Drayton also announced that CMIC’s parent company Arena Group, Inc., which is not part of the bankruptcy filing, will keep all client Web sites up and running and continue to provide technical support, allowing the clubs and teams to continue to function normally while the trustee works to find a buyer.
“At least we can keep supporting the clubs for the time being and minimize their pain, including helping clients process credit card charge-backs,” Drayton added.
“This is an incredibly sad day for our Count Me In Corporation clients,” continued Drayton. “It was my intention to repay every penny we owed to our clients. Unfortunately this involuntary bankruptcy won’t help achieve that, but now it is out of my hands.”
In the company’s eight years of operation, CMIC collected about $175 million for its clients and remitted $170 million, or more than 97 percent.
According to Drayton, the company can account for every penny of the $5 million shortfall, noting the funds went to normal operating costs in incremental amounts such as improving technology and paying staff salaries over the past eight years.

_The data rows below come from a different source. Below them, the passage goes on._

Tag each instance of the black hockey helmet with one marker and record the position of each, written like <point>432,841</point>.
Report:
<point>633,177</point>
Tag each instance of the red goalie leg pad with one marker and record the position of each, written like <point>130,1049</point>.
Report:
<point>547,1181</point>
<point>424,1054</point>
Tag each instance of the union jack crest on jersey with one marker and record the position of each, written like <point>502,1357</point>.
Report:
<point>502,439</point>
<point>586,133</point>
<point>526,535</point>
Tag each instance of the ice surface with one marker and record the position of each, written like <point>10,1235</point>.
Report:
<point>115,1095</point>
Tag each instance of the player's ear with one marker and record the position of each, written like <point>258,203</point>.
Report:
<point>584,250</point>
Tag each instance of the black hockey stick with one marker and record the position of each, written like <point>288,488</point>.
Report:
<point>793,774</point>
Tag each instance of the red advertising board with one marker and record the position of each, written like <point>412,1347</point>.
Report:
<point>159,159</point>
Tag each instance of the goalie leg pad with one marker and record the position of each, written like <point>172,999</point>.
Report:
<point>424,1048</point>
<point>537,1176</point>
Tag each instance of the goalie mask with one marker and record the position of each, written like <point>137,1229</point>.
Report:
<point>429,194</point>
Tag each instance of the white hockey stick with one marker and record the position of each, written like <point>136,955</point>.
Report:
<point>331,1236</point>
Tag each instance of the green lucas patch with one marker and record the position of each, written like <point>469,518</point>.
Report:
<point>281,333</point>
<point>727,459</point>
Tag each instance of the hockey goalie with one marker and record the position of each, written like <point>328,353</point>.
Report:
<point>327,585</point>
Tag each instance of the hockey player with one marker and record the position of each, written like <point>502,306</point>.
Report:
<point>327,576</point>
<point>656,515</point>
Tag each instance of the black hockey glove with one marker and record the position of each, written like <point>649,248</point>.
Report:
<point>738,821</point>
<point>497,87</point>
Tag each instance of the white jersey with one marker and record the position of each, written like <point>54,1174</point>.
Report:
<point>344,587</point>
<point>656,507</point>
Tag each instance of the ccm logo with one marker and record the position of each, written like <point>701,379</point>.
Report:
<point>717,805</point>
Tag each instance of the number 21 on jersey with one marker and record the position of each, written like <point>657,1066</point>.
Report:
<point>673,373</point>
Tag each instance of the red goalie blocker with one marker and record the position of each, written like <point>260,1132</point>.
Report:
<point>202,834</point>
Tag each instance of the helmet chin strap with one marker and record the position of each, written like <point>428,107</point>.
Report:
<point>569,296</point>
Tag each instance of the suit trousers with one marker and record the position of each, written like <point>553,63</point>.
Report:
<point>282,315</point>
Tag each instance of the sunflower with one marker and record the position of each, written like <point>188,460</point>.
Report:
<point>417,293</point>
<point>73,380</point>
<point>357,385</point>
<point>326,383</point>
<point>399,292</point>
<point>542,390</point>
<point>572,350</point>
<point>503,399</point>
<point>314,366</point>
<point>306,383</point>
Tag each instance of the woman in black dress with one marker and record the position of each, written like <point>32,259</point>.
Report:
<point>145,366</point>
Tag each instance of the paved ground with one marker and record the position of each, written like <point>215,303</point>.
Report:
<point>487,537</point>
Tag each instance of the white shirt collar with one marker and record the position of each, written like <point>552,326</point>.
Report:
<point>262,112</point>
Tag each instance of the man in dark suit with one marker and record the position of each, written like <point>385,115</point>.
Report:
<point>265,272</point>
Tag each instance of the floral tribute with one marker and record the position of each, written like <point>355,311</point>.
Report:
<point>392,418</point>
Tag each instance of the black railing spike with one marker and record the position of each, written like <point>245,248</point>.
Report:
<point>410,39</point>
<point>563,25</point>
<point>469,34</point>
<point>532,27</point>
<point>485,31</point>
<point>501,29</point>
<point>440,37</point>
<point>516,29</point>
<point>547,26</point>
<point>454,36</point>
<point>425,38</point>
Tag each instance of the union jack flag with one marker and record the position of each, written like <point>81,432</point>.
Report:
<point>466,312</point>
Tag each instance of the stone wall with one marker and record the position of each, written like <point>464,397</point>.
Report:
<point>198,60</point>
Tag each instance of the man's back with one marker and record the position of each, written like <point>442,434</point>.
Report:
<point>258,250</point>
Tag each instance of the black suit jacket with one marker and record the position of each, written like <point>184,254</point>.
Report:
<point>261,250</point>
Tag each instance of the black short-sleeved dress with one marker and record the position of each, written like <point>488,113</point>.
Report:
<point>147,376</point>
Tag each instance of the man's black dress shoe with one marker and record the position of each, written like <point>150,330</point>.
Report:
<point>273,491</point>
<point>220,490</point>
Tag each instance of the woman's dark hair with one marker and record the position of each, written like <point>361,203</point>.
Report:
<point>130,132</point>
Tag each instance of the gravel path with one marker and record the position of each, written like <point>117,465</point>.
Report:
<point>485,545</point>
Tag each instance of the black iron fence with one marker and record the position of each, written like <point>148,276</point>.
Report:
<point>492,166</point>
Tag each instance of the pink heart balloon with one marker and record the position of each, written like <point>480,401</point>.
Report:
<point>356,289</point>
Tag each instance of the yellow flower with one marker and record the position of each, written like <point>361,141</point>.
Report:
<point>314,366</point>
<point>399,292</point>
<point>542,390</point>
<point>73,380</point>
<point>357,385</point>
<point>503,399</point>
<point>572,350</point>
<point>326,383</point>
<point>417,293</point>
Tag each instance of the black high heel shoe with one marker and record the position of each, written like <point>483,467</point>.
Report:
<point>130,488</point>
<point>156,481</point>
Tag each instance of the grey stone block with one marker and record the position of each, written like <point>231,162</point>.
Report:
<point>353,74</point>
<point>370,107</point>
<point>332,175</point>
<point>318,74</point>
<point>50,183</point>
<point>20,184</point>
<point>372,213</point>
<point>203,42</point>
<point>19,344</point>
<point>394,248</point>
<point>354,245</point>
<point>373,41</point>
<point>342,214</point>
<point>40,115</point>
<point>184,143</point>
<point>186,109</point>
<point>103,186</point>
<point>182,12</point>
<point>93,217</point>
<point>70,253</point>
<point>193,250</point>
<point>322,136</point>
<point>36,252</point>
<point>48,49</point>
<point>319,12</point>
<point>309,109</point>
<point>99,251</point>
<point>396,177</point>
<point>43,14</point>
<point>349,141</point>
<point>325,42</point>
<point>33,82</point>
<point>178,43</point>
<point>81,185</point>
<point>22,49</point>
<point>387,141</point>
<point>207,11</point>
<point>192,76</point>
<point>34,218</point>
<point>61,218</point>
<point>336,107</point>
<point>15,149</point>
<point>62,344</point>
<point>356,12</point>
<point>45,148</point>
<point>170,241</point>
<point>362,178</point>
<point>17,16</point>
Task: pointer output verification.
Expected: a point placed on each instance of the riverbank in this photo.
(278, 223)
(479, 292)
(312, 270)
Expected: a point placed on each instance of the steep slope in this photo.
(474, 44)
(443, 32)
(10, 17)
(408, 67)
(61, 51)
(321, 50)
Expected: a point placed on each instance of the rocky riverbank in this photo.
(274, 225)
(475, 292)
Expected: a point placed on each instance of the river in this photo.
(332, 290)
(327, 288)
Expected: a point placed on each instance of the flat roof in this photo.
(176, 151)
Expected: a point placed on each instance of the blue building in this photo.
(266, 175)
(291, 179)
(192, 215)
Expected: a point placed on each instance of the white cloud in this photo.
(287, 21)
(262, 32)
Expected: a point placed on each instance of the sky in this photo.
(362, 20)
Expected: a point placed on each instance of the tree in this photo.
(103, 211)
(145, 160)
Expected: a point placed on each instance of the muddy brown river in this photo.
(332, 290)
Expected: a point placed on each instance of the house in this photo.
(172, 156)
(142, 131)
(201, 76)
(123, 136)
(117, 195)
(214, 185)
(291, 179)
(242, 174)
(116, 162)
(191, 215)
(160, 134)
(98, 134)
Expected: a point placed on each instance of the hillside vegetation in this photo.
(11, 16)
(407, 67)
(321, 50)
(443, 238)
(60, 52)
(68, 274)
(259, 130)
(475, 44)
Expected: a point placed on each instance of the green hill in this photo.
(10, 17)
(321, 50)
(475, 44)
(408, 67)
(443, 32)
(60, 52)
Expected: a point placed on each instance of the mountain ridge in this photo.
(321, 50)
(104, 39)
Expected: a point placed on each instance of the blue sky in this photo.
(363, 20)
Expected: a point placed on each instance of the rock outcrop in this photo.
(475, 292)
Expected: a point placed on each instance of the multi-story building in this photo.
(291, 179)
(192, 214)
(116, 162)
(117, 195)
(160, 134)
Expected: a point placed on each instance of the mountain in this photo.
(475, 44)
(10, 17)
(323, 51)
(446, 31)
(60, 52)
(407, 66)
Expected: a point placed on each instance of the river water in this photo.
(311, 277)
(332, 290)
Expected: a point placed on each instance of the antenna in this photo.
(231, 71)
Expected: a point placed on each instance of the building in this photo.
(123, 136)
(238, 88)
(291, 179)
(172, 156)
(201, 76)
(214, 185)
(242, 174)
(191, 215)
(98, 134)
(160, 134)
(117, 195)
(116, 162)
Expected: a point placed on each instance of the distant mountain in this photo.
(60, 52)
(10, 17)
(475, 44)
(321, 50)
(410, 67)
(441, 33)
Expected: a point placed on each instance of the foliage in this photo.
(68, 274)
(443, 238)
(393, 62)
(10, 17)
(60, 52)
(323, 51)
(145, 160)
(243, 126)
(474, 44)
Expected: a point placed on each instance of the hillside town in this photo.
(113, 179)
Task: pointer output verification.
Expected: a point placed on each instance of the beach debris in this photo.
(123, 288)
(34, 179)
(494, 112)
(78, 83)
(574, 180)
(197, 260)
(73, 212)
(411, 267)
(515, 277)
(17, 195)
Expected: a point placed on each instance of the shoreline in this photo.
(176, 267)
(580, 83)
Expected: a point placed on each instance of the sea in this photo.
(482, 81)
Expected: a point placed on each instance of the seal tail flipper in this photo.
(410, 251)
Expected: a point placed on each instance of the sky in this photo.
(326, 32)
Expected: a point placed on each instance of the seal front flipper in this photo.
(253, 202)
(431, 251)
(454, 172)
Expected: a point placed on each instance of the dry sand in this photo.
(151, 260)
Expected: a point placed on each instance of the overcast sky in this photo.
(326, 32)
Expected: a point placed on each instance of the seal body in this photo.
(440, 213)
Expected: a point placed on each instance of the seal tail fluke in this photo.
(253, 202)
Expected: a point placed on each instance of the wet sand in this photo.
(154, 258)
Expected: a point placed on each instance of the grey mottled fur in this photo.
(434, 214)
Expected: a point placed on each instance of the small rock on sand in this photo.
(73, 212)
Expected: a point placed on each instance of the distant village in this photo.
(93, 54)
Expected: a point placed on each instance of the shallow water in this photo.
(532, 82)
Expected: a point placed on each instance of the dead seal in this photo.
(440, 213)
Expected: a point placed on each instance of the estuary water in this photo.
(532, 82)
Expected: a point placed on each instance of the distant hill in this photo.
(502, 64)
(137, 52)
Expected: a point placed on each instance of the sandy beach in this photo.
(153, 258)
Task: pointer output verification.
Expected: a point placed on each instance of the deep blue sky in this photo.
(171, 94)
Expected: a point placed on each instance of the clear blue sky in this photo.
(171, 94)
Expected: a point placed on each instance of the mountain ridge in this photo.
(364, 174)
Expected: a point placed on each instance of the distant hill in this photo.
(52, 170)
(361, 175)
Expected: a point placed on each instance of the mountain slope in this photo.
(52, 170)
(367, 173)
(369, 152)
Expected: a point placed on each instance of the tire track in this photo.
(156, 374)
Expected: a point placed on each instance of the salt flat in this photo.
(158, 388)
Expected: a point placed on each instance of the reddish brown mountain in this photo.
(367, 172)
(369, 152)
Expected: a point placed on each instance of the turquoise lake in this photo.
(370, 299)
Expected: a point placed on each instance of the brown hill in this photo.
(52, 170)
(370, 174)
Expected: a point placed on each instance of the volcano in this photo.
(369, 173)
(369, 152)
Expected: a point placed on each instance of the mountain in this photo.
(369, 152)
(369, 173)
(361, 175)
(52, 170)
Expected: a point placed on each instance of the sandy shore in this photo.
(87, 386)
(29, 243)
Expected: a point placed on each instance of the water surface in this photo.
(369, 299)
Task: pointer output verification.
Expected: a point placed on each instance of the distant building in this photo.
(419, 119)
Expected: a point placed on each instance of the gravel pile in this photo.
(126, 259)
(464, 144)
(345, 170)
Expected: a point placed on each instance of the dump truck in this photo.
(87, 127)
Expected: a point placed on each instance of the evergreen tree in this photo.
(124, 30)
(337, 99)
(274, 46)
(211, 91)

Geez, it gave back 97 percent of the money it was sworn to reimburse. Is that not enough for you jackals?
The Nordic Skiing Association of Anchorage was one of the three organizations that forced Count Me In into bankruptcy. It’s owed $150,000. From the Anchorage Daily News:
“I don’t see this as a victory until everyone gets their money back,” skiing association executive director Dianne Moxness said.
Moxness said the association has not talked to Count Me In, although there have been written communications.
“They sent us an e-mail, later a letter, asking us to withdraw our petition” to force Chapter 7 bankruptcy, Moxness said. The association e-mailed back that Count Me in should “speak to our attorney,” she added.
“And they never contacted him.”
An 8-year-old company, CMI was set up to handle registrations and online credit card payments for sports and youth programs. The company took a percentage of the payments for handling the online bookkeeping and passed the bulk of the money along to the organizations, many of which are — like the ski club — nonprofits.
Up until this year, the system worked fine, said Moxness. But then Count Me In stopped sending checks even as it continued to collect payments.
It has been reported the company was diverting funds that should have gone back to its clients in order to help pay for a pricey new computer system, although it remains for an independent, court-appointed trustee to determine exactly where the money went.